Cisco Zero-Day Under Attack: Critical SNMP Flaw in IOS/IOS XE Needs Immediate Patching

Cisco has released security updates addressing a zero-day in IOS and IOS XE that is already being exploited in the wild. CVE-2025-20352 is a stack-based buffer-overflow in the SNMP subsystem that affects any device with SNMP enabled.

Exploitation requires minimal privileges: an attacker with a low-privilege account can trigger a denial of service, while a compromised higher-privilege account may execute commands as root and seize full control of the device. A single specially crafted SNMP packet sent over IPv4 or IPv6 is sufficient to crash or compromise a target.

Cisco reports that successful intrusions have followed the compromise of administrator credentials. The vendor urges immediate upgrading to patched releases, noting there are no complete workarounds; as a temporary mitigation, organisations should restrict SNMP access to trusted hosts only.

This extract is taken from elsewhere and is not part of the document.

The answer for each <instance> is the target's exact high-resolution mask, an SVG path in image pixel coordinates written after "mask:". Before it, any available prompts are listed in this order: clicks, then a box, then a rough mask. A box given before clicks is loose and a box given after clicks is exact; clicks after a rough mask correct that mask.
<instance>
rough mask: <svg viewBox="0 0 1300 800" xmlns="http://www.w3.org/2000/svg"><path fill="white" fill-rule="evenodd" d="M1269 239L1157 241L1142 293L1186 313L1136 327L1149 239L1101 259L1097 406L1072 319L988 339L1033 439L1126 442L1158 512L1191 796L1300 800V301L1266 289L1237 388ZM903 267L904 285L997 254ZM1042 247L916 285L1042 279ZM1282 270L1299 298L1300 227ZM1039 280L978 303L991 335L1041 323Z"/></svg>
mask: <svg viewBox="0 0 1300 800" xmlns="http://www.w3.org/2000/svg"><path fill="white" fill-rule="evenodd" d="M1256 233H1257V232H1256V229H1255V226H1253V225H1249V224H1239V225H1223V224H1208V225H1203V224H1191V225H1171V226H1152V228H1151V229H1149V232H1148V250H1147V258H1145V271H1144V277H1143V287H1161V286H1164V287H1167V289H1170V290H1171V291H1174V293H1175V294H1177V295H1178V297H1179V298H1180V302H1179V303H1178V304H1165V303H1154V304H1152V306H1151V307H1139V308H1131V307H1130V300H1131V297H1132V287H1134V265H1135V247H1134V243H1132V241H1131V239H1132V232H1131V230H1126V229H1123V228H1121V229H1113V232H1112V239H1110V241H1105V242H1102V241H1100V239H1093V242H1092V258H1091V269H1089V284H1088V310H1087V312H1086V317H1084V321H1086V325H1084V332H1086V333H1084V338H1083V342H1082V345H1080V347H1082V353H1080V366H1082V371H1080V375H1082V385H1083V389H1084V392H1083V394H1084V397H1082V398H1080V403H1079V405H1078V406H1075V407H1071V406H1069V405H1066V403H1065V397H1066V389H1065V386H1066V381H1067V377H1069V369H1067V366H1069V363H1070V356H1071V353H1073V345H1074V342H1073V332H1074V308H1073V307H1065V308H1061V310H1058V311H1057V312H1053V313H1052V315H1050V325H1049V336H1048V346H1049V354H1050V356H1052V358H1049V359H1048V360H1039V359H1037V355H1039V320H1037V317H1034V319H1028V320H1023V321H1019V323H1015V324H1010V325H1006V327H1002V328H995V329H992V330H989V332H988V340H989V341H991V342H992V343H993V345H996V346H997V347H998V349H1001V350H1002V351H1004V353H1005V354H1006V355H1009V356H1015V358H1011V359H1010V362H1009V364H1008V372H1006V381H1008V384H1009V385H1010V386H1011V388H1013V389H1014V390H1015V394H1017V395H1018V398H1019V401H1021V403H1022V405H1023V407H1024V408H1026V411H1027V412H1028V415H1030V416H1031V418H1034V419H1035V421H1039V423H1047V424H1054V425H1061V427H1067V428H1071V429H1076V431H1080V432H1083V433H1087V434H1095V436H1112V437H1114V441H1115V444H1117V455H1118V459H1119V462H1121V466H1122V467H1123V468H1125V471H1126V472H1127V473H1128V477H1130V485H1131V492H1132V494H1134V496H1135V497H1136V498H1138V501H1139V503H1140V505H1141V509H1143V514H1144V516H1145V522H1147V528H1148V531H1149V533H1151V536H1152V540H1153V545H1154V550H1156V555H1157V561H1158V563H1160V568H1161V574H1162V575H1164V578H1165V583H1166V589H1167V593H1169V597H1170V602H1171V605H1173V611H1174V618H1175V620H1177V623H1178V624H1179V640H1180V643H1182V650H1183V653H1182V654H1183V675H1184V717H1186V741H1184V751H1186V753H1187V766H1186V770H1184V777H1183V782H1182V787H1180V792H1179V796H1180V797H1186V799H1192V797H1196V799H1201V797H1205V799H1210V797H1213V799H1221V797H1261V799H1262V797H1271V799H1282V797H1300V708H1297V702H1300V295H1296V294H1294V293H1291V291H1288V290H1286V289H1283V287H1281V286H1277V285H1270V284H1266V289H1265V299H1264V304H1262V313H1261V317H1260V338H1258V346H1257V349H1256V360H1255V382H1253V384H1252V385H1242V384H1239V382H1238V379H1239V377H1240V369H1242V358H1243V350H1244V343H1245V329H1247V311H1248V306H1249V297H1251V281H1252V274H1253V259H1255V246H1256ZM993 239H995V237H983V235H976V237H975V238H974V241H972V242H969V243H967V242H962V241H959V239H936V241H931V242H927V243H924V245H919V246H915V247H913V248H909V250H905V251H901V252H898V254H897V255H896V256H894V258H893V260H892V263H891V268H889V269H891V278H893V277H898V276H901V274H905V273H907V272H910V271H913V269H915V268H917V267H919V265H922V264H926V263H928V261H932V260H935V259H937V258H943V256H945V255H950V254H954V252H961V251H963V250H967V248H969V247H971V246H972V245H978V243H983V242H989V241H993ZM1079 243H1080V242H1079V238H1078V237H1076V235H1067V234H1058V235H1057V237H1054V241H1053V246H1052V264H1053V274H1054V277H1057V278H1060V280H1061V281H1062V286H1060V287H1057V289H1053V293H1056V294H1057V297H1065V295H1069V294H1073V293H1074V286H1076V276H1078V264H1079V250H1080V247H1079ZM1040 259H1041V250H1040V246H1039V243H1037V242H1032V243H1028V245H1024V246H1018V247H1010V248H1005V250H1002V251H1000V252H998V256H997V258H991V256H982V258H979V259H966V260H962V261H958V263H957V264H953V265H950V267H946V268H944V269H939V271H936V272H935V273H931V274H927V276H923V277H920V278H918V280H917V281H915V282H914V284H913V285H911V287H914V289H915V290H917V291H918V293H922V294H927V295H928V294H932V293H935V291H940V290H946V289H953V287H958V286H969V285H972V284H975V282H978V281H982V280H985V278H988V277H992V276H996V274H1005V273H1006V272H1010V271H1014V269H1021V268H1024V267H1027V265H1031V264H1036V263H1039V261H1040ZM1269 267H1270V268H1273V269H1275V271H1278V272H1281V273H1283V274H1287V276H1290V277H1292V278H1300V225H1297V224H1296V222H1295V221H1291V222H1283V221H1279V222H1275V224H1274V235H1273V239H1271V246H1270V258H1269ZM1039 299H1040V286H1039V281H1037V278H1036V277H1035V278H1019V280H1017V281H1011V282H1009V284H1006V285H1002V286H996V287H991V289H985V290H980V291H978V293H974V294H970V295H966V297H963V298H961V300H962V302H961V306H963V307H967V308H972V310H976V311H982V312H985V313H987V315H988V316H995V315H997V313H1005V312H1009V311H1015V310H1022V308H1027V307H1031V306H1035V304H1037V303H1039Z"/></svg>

The bulletin also fixes 13 additional issues, including two with published proof-of-concepts: CVE-2025-20240, an unauthenticated XSS in IOS XE that permits cookie theft, and CVE-2025-20149, which allows an authorized local user to force a device reboot.

This advisory follows a May fix for a critical flaw in IOS XE wireless controllers, where attackers could gain control via a hard-coded JSON Web Token—an earlier reminder that vulnerabilities in core Cisco services are actively weaponised. The new CVE-2025-20352 underscores the urgency: organisations must patch promptly to defend against ongoing exploitation.